How big MNC’s manages their Big Data?

Milind Rastogi
5 min readSep 20, 2020

In this article I will be telling you how big multinational companies like Google , Facebook and Amazon stores , manages and manipulates their thousands of terabytes of data or to be specific how they manage big data.

Before explaining the data management of these companies let me explain what actually the term Big Data means.

What is Big Data ?

Well most of the people think that big data is a technology used for managing high volume of data , but actually big data is a problem faced by many multinational companies like Facebook , Google ,Amazon etc. The data generated by these companies are beyond their storage capacity and the data is so large and complex that none of the traditional data management tools are able to store it or process it efficiently. So that’s the reason why big data is a problem for many MNC’s.

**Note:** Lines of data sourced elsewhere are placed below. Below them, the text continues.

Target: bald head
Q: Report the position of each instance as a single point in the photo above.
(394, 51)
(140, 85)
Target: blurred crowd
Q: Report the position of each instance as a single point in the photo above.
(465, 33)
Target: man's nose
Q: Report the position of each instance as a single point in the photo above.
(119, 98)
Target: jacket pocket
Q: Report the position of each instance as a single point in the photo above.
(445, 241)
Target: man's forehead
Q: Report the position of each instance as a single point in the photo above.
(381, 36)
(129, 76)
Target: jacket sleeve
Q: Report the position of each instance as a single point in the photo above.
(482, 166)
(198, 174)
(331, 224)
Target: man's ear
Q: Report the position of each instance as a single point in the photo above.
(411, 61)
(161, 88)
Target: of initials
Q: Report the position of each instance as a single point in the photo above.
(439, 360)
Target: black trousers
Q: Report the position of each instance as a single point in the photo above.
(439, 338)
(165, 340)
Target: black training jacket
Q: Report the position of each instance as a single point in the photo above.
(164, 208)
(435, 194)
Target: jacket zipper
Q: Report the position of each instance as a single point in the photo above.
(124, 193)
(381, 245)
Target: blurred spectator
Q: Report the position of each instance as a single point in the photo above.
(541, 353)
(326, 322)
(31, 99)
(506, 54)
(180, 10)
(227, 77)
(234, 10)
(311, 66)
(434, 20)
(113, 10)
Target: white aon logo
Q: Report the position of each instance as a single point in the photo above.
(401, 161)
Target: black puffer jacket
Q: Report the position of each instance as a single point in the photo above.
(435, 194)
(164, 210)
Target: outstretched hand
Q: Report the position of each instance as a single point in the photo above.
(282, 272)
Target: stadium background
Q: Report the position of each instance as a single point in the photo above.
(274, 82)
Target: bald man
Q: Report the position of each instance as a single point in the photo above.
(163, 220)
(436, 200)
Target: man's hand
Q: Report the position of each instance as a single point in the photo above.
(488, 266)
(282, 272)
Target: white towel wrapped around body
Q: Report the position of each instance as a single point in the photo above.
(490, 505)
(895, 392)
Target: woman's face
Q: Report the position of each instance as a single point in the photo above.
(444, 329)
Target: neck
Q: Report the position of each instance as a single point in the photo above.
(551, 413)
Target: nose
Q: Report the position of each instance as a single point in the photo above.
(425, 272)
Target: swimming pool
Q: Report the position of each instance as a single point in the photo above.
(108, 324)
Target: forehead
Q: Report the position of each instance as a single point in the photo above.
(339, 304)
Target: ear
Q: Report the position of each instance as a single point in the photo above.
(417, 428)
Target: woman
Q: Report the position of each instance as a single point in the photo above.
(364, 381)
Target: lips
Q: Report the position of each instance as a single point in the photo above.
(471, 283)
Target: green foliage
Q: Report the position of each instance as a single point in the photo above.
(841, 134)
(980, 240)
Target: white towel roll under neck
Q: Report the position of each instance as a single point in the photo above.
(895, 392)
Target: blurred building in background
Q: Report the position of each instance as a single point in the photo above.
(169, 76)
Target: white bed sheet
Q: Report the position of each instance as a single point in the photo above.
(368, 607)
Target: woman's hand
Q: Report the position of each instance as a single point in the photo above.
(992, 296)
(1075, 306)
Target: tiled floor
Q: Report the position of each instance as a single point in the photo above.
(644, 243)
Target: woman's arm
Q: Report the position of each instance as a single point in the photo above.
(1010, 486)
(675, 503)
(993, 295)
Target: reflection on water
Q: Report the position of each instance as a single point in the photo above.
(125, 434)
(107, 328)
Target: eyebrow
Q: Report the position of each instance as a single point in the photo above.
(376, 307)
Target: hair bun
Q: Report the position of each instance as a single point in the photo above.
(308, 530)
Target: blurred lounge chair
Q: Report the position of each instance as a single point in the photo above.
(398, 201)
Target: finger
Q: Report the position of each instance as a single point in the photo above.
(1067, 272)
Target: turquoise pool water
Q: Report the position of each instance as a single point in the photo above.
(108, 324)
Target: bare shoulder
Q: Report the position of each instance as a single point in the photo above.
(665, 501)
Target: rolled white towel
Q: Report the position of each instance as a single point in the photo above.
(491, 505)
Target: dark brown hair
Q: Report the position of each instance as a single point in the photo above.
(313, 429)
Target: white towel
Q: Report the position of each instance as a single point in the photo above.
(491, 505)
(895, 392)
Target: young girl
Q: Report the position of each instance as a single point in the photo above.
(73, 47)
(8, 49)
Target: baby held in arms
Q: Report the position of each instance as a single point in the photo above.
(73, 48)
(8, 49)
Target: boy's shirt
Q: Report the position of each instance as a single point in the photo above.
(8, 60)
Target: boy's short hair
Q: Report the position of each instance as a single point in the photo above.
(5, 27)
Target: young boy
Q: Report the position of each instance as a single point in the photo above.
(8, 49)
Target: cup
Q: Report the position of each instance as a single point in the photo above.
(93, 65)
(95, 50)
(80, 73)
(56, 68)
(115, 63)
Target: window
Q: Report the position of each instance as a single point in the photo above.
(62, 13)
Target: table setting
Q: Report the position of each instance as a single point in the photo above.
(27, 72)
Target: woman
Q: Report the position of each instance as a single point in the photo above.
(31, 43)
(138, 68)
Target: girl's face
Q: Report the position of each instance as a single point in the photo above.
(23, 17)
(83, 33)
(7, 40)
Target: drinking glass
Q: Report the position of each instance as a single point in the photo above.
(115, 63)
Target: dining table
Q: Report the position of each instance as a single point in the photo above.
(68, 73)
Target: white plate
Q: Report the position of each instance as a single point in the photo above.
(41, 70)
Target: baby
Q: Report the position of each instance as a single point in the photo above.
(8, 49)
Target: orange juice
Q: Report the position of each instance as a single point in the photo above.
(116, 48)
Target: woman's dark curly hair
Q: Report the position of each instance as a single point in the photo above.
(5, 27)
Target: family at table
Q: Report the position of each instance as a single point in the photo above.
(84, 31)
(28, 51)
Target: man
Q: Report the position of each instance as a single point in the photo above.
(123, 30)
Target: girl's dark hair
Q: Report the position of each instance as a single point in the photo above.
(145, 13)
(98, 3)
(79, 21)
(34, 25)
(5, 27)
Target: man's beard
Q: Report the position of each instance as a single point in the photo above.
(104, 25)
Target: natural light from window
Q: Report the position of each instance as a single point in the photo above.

Now let’s see how facebook , google ,amazon manages their data

Facebook

Facebook generates 4 petabytes of data per day — that’s a million gigabytes. And it’s system produces around 2.5 billion pieces of content every day .All that data is stored in what is known as the Hive, which contains about 300 petabytes of data. This enormous amount of content generation is without a doubt connected to the fact that Facebook users spend more time on the site than users spend on any other social network, putting in about an hour a day.

For big data management Facebook has designs its own servers and networking. It designs and builds its own data centers. Its staff writes most of its own applications and creates virtually all of its own middleware. Everything about its operational IT unites it in one extremely large system that is used by internal and external folks alike

Google

Google is the world’s most “data-oriented” company. It is a part of the largest implementers of Big Data technologies.

Map all the Internet data. Identify what most uses. More clicked. More interacted. What is most beneficial? These are the main data tasks of Google.

Based on the SEARCH service, its first product, over time, Google creates a lot of other data products. Google Apps, Google Docs, Google Maps, YouTube, Translator, and so on.

Some people estimated that google’s database size is about 10 exabytes , which is 10 million terabytes.

So the question is how google manages such a huge amount of data ?

The answer is implementing computing tools and technologies equal to Hadoop and BigQuery (Google’s NoSQL technology).

Amazon

Amazon uses largest number of server for hosting their data they host around 1,000,000,000 gigabytes of data across more than 1,400,000 servers.

Amazon generates data two-fold. The major retailer is collecting and processing data about its regular retail business, including customer preferences and shopping habits. But it is also important to remember that Amazon offers cloud storage opportunities for the enterprise world.

Amazon S3 — on top of everything else the company handles — offers a comprehensive cloud storage solution that naturally facilitates the transfer and storage of massive data troves. Because of this, it’s difficult to truly pinpoint just how much data Amazon is generating in total.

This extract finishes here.